Veniamo ora al primo posto. Rullo di tamburi…

Motivazione della vittoria: è una campagna che pesca nell’immaginario collettivo del Paese, portando alla luce un insight forte (andare a Cannes per partecipare alla Young Lions Competition è come essere nella “Nazionale italiana di Creatività”) e riconoscibile da tutti, creativi e aziende. La meccanica è interessante anche dal punto di vista delle PR e spendibile sui social perché la maglietta si presta a molti utilizzi: i Giovani Leoni possono indossarla nelle interviste, utilizzarla nei loro contenuti social e pure portarla a Cannes. È un’idea che offre visibilità agli sponsor, ad ADCI e – in generale – al nostro Paese.

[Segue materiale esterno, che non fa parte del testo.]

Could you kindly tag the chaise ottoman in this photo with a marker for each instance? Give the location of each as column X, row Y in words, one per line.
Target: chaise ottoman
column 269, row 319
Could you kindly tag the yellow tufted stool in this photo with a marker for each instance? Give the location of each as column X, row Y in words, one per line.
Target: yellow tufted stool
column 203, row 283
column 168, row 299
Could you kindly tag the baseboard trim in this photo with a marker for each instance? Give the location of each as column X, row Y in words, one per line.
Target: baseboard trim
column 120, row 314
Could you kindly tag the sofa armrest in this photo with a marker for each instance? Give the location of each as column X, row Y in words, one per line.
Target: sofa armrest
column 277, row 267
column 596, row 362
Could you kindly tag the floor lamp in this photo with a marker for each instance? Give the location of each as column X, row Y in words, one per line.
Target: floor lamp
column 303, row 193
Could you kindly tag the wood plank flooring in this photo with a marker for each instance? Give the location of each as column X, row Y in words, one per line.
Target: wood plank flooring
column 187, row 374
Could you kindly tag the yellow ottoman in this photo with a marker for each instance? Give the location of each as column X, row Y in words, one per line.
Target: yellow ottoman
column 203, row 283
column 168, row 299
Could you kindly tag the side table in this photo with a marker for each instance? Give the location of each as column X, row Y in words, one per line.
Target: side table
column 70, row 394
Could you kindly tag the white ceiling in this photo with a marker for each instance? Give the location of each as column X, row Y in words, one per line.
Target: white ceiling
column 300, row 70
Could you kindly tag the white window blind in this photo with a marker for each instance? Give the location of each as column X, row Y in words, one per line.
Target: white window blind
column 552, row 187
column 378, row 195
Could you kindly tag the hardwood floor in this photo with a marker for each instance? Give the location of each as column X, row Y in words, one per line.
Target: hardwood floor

Una nota sul progetto che ha alzato la coppa: abbiamo ricevuto una campagna con un’idea simile ma meno sviluppata. Gli elementi che hanno portato la campagna vincitrice a prevalere sono stati l’insight meglio raccontato, la maggiore chiarezza espositiva dell’idea e la cura nei dettagli (es. 11 vincitori ai Giovani Leoni come sono 11 i giocatori in una squadra di calcio).

Ma insomma, chi parteciperà alla Eurobest Young Competition in Polonia? I vincitori sono Andrea Raia (Publicis) e Pierpaolo Bivio (DDB): complimenti ragazzi! Ora tenete alto l’onore della Nazionale italiana di Creatività anche a Varsavia ;)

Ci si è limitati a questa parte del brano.